Apache 2.4's event MPM can require more workers than you'd expect
When we upgraded from Ubuntu 18.04 to Ubuntu 22.04, we moved away from the prefork MPM to the event MPM. A significant reason for this shift is that our primary public web server has wound up with a high traffic level from people downloading things, often relatively large datasets (for example). My intuition was that much of the traffic was from low-rate connections that were mostly idle on the server as they waited for slow remote networks. The event MPM is supposed to have various features to deal with this sort of usage (as well as connections idle in the HTTP 'keep alive' state, waiting to see if there's more traffic).
Soon after we changed over we found that we had to raise various
event MPM limits, and since then
we've raised them twice more. This includes the limit on the number
of workers, Apache's
Our Apache metrics say that when our MaxRequestsWorkers setting was
1000, we managed to hit that limit with busy workers. We're now up
to 2,000 workers on that web server, which on the one hand feels
absurd to me but on the other hand, 1,000 clearly wasn't enough.
One possible reason for this is that I may have misunderstood how frequently connections are idle or, to quote the event MPM documentation, "where the only remaining thing to do is send the data to the client". I had assumed (without testing) that once a connection was simply writing out data from a file to the client, it fell into this state, but possibly this is only for when Apache is buffering the last remaining data itself. Since the popular requests are multi-megabyte files, they'd spend most of their transfer with Apache still reading from the files. Certainly our captured metrics suggest that we don't see very many connections that Apache's status module reports as asynchronous connections that are writing things.
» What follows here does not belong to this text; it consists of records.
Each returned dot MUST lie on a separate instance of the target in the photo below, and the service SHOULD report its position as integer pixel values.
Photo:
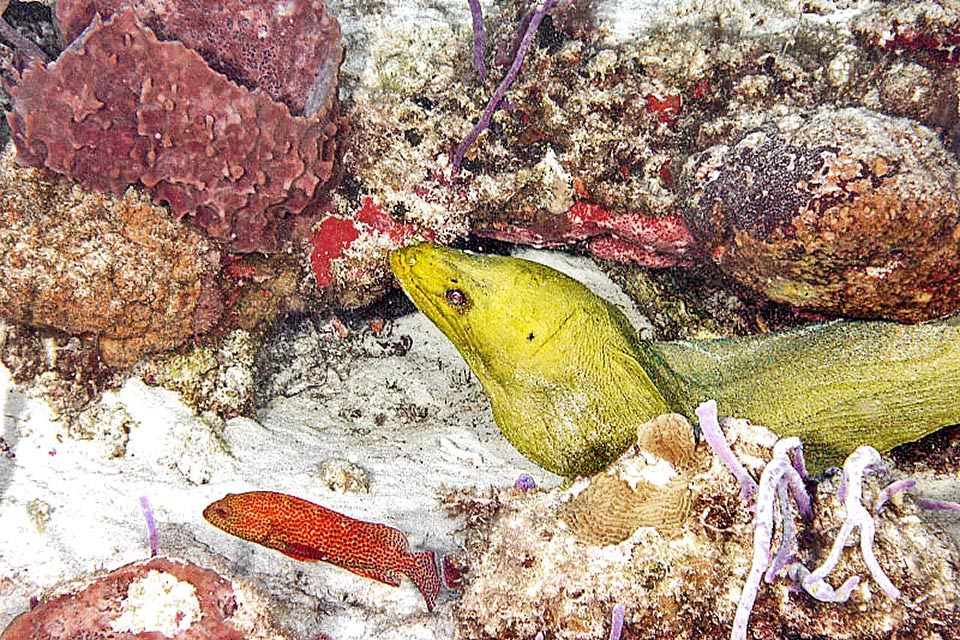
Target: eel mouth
(403, 263)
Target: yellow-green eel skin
(569, 382)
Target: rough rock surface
(87, 263)
(161, 597)
(847, 212)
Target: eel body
(569, 382)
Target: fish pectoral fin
(386, 576)
(303, 552)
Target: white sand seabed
(68, 509)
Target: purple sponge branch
(616, 621)
(713, 434)
(478, 53)
(850, 493)
(17, 41)
(891, 490)
(151, 524)
(501, 90)
(778, 481)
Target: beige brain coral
(113, 267)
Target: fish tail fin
(422, 569)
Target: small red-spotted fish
(307, 531)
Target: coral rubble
(529, 572)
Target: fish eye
(456, 297)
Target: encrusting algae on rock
(86, 263)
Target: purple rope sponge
(478, 53)
(850, 493)
(501, 90)
(713, 434)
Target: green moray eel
(569, 382)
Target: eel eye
(456, 297)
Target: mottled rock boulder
(844, 212)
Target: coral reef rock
(120, 107)
(529, 572)
(86, 263)
(846, 212)
(159, 598)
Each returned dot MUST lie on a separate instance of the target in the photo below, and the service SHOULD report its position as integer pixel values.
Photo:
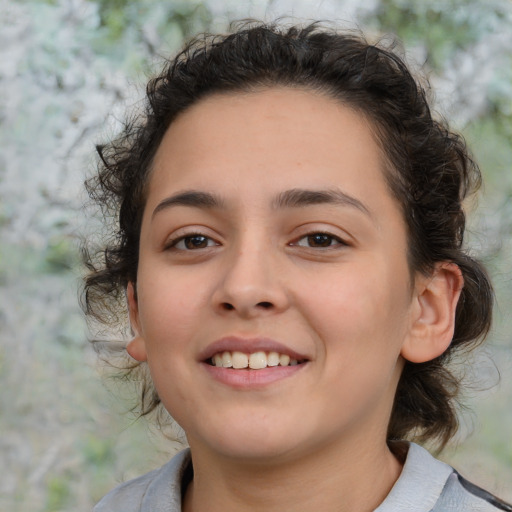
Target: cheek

For our web server's current usage, these settings are okay. But they're unfortunately dangerous, because we allow people to run CGIs on this server, and the machine is unlikely to do well if we have even 1,000 CGIs running at the same time. In practice not many CGIs get run these days, so we're likely going to get away with it. Still, it makes me nervous and I wish we had a better solution.
(If it does become a problem I can think of some options, although they're generally terrible hacks.)